Things have changed in Spain since you were last there - they have since I left there in 2011!!! So make sure you do a bit of homework and you have an income and healthcare sorted before arriving. But well done, I wish I could go back

Jo xxx


----------



## 90199 (Mar 21, 2010)

jojo said:


> Things have changed in Spain since you were last there - they have since I left there in 2011!!! So make sure you do a bit of homework and you have an income and healthcare sorted before arriving. But well done, I wish I could go back
> 
> Jo xxx


Would you be granted entry ?


----------



## VFR (Dec 23, 2009)

Hepa said:


> Would you be granted entry ?


Of course she is a Moderator & if pushed I would vouch for her.


----------



## jojo (Sep 20, 2007)

playamonte said:


> Of course she is a Moderator & if pushed I would vouch for her.


I would be a useful member of society!!!! TBH, by the time I can "escape" from my family duties, work and home I'll be pensionable, insignificant and accepted lol

Jo xxx


----------



## Catherine L (Oct 22, 2013)

jojo said:


> Things have changed in Spain since you were last there - they have since I left there in 2011!!! So make sure you do a bit of homework and you have an income and healthcare sorted before arriving. But well done, I wish I could go back
> 
> Jo xxx


Yes, I will sort all of that out first  sick of the :rain:


----------



## jojo (Sep 20, 2007)

Catherine L said:


> Yes, I will sort all of that out first  sick of the :rain:



I know what you mean, so am I. Altho I always remember the first year we moved to Spain - February 2008, it started raining the day we moved and didnt stop til April.
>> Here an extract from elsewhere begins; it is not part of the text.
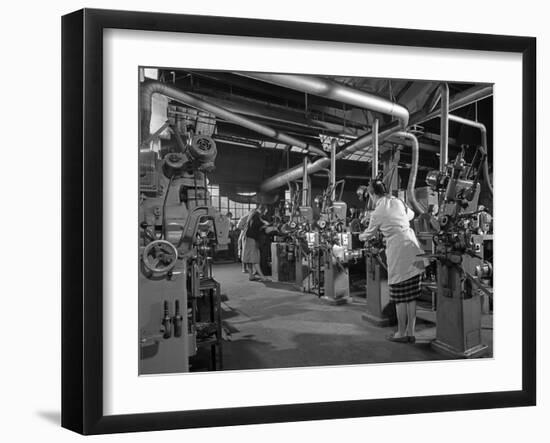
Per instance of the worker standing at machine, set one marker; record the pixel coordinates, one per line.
(251, 247)
(241, 226)
(391, 218)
Then there was the winter of 2009, our driveway flooded and we were stranded for days, no electricity, ran out of gas bottles......!! 

But I'd sooner be in a rainy Spain than a rainy England!

Jo xxx


----------



## Pesky Wesky (May 10, 2009)

Catherine L said:


> I left Spain in 2005 for reasons beyond my control. I am returning however just as soon as I can. There is little left for me in the UK now. So soon I will be back... yay!!!!!


Are you coming to work or to relax?!


----------



## Catherine L (Oct 22, 2013)

Pesky Wesky said:


> Are you coming to work or to relax?!


Well hopefully some relaxation but I am a writer now, so can work anywhere.:fingerscrossed: I lived in Benalmadena from 1999 to 2005 and we ran a removal company.


----------